When people in New Jersey decide to divorce, they may be concerned about the future of their retirement accounts. Many couples have saved a significant amount in their 401(k)s, IRAs and similar plans to the extent that these are often the largest assets held by a divorcing couple. As a result, the division of these funds can be a contentious issue; one survey of divorce attorneys found that retirement assets were one of the top three subjects of conflict during the end of a marriage.
The issue with dividing retirement funds in a divorce goes beyond reaching an agreement over property division, however. It is also important that the division takes place in accordance with existing law in order to avoid costly taxes and penalties that could significantly reduce the value of these accounts. In order to divide a 401(k) or other workplace fund such as a pension plan, a qualified domestic relations order, or QDRO, must be approved by the court. The plan administrator cannot divide these accounts on the basis of the divorce decree alone; instead, a spouse's attorney must present a QDRO for approval to the court.
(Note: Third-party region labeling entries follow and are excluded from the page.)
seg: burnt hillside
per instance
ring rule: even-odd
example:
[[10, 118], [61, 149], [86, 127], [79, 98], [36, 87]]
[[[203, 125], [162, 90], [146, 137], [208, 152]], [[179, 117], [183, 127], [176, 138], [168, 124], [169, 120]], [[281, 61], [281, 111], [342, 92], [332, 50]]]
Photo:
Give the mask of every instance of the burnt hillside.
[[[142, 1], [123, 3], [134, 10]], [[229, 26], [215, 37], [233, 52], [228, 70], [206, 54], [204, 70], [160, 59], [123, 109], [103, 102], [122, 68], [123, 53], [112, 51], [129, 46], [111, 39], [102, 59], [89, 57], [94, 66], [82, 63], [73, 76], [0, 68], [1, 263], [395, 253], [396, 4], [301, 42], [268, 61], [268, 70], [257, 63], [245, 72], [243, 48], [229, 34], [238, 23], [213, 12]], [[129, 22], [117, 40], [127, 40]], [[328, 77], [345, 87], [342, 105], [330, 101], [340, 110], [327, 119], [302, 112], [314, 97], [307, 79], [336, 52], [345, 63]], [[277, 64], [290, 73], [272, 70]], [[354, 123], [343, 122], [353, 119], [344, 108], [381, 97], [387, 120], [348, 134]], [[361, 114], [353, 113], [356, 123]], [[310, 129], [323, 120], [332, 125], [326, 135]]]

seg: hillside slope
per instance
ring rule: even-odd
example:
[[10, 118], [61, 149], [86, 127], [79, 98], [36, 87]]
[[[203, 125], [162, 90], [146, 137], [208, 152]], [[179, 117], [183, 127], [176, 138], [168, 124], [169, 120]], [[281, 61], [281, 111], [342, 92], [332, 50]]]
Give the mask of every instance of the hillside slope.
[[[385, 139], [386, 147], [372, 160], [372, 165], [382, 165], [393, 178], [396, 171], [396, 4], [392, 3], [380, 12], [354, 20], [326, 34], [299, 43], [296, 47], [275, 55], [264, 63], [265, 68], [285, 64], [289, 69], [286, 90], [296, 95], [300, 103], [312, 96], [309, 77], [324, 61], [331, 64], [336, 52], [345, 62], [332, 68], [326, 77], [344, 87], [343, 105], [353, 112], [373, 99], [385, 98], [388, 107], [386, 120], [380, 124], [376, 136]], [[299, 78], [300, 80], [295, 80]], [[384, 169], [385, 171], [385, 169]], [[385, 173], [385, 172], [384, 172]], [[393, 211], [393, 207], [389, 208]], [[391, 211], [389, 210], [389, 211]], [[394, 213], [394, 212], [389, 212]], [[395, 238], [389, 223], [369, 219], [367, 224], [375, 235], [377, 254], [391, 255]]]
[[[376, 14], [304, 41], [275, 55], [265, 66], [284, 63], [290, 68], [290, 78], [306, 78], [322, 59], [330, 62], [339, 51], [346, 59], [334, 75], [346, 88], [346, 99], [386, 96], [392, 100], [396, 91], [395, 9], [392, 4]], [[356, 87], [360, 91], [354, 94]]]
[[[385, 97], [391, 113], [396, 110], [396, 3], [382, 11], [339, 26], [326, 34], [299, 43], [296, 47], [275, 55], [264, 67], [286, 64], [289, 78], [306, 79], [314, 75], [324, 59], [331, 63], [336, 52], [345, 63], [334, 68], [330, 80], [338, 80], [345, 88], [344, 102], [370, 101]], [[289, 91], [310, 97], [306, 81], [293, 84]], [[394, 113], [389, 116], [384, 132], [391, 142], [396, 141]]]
There are important things to keep in mind in this process. The divorce decree and QDRO should specify a percentage distribution as naming a specific number could lead to inequitable outcomes if there is a shift in the market. In addition, if the 401(k) funds will be distributed to a rollover IRA, this must be specified in the order.
People who are going through a divorce might be particularly worried about the potential financial impacts of the end of the marriage. A family law attorney may work with a divorcing spouse to achieve a fair settlement on a range of issues, including property division and spousal support.